For years, some commentators have worried that increasing volumes of data coupled with better and better automated prediction methods would lead to an “end of theory.” What they mean is that the sorts of insights traditional statisticians like to be able to infer from their models of the world (those observations that can be generalized and applied to other problems) are often absent from machine learning algorithms that automatically select hundreds or thousands of parameters. The machine learning methods often work extraordinary well for prediction, but they only give answers—they do not teach lessons.

ImageDr. Ryan Tibshirani, an Assistant Professor of statistics at Carnegie Mellon University, is trying to fix that. Tibshirani and his colleagues (including his father, famed statistical methodologist Dr. Robert Tibshirani) have developed a new method that hopes to satisfy both the prediction and inference sides of statistics, offering traditional statisticians insights while preserving the adaptability and predictive power of modern machine learning methods.

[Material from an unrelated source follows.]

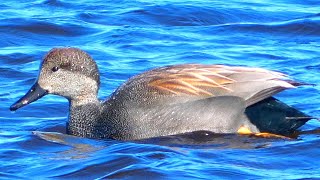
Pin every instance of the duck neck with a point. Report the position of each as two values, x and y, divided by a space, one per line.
84 116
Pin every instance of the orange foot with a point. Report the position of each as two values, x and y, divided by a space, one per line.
245 131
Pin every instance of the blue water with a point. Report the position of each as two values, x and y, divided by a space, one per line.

The machine learning technique they tackled is known as the lasso method, a widely used automated method that ensures models do not get too elaborate. The greatest enemy of predictive analytics (particularly in the “big data” arena) is overfitting, which occurs when a model adheres too closely to a given dataset and becomes less accurate when it is applied to new data; the lasso method helps keep models simpler and more extensible. The problem with the lasso method was that standard significance tests—which help statisticians determine whether a variable is really important or can be thrown out of the model—did not work on it, meaning that it was unable to produce some of the inferential contributions statisticians often demand.

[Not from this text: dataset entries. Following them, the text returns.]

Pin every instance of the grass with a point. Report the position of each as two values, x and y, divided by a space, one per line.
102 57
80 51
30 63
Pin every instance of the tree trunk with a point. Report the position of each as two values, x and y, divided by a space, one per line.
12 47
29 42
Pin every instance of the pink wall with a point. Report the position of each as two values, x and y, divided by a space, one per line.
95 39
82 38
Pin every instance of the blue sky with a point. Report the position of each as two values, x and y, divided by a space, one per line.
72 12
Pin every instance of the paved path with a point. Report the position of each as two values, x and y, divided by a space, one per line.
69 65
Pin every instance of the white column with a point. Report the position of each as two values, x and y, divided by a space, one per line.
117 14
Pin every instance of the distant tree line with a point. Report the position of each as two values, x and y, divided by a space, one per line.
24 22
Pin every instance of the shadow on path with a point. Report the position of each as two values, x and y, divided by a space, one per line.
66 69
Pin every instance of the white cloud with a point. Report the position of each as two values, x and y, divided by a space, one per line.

Tibshirani and his colleagues developed a special significance test just for the lasso method (the technical details of which can be found here), and have pointed the way to future research into adding inferential capabilities to other predictive modeling techniques. Although this is only the first step, the promise of more insightful algorithmic methods is exciting. In complex environments such as biological and urban systems, the profusion of variables that might be contributing to a particular effect is enormous, and the value of “big data” prediction paired with generalizable inference may be great as well.